Tallinn University of Technology (TalTech) in cooperation with University of Tartu organized the 14th International Baltic Conference on Databases and Information Systems (DB&IS) during 16-19 June 2020 in Tallinn and Tartu. The Baltic DB&IS 2020 conference continued the successful series of biennial conferences, which aim at being a forum for researchers, practitioners and PhD students all over the world working in the fields of databases and information systems (IS) to share their results and findings by gathering in one of the Baltic states.
This time the topics of conference presentations mainly emphasized new developments in data management and IS engineering covering topics like machine learning, data and knowledge engineering and IS security that all are very important for development of modern IS.
Due to the escalation of the COVID-19 virus pandemic, and the antiCOVID-19 regulations in Europe, and the rest of the world, the planned physical meetings in Tallinn and in Tartu had to be re-formatted, and the conference was held online as a virtual conference featuring live and semi-live presentations during the same period of time. At the opening session, in addition to organizers, the dean of the School of Information Technology at TalTech Prof. Gert Jervan presented an opening address. At the closing session, the screen was given to Prof. Juris Borzovs from University of Latvia to call participants to the next Baltic DB&IS in Riga held in 2022.
According to the data provided by the program chair Dr. Tarmo Robal, the program committee received 52 submissions with authors coming from 16 countries. Each paper was reviewed (single-blind) by at least three members of the Program Committee. The international Program Committee consisted of 74 members from 26 countries. As a result, 26 papers were included to the conference program (authors from 12 different countries) and 7 papers written by doctoral students were included to the Doctoral Consortium. The Doctoral Consortium was chaired by Dr. Riina Maigre from the Department of Software Science (TalTech) and by Prof. Eduard Petlenkov of Institute of Computer Systems (TalTech). Altogether, 33 presentations and 3 keynote talks were presented online for the participants of the conference.
The Baltic DB&IS 2020 program included three invited keynotes on trending topics actual for the conference series, given by Prof. Claudia Hauff (TU Delft, The Netherlands), Prof. Marite Kirikova (Riga Technical University, Latvia), and Dr. Jan Willemson (Cybernetica, Estonia).
Prof.

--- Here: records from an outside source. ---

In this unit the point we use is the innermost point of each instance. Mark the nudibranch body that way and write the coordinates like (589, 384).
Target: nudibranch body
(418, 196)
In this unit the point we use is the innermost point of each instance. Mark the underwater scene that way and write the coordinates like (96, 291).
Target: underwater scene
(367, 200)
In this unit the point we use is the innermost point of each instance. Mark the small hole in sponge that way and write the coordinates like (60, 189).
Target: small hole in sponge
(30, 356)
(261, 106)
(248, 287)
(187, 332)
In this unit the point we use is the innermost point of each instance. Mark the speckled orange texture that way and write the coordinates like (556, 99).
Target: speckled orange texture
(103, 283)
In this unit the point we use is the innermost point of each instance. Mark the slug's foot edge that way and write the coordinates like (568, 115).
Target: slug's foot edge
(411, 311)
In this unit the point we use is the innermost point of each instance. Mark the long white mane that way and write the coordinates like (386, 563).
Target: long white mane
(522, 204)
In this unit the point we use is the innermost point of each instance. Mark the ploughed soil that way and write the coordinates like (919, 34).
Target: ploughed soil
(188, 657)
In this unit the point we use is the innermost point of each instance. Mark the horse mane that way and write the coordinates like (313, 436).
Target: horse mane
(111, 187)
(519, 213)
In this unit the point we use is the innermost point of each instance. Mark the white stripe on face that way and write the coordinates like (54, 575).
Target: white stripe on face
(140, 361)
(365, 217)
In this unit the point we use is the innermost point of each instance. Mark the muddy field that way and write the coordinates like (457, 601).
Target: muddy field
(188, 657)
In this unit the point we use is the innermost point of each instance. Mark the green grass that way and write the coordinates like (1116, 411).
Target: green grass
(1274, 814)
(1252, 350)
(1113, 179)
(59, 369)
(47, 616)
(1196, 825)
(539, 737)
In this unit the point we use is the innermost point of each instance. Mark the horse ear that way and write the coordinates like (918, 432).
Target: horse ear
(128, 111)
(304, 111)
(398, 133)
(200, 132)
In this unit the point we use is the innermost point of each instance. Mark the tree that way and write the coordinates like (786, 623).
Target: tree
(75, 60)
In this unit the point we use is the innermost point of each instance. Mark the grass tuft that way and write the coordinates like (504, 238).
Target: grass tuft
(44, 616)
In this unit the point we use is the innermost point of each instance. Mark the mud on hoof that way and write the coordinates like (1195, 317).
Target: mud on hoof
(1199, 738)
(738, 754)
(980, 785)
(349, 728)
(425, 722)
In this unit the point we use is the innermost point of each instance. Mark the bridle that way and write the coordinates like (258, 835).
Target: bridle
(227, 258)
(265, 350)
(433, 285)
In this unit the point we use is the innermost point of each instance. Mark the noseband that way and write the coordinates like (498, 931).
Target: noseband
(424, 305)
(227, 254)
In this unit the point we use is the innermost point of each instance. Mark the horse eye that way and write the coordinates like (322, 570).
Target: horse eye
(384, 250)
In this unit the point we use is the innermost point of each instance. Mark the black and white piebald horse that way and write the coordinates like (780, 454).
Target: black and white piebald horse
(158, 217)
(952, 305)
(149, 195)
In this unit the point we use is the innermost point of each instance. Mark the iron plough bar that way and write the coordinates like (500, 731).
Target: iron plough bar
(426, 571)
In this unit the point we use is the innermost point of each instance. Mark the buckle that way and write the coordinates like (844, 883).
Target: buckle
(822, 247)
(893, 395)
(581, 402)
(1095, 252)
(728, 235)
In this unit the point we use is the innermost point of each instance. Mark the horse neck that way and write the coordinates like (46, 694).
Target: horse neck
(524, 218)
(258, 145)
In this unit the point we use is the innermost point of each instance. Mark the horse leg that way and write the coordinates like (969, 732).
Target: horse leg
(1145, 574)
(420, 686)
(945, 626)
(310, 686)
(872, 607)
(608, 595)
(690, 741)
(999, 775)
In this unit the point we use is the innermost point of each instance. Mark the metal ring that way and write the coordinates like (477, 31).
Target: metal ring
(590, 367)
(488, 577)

Claudia Hauff talked about basic problems of Information Retrieval (IR) and solutions available in the age of neural networks. The main message of the keynote was that with introduction of new neural networks architectures in 2017, a second wave of neural architectures for natural language processing has emerged. She highlighted that the BERT model (introduced in 2018) has shown good performance in IR related tasks, such as question answering, reading comprehension, etc.
The keynote talk by Prof. Marite Kirikova was devoted to continuous requirements engineering in the context of Socio-Cyber-Physical Systems. She stressed that currently, a social aspect is associated to Cyber-Physical Systems, however there are no very good methods for requirements engineering of these social aspects yet. Information security field was represented by the keynote of Dr. Jan Willemson who talked about new developments of encryption mechanisms for Estonian eID infrastructure. The importance of the topic was brought forward by the ROCA case in 2017 for the Estonian ID-card.
General chairs of the conference were Dr. Hele-Mai Haav and Dr. Jaan Penjam from the Department of Software Science (TalTech). The Chairs of the Programme Committee were Dr. Tarmo Robal from the Department of Computer Systems (TalTech) and Prof. Raimundas Matulevicius from the Institute of Computer Science at University of Tartu.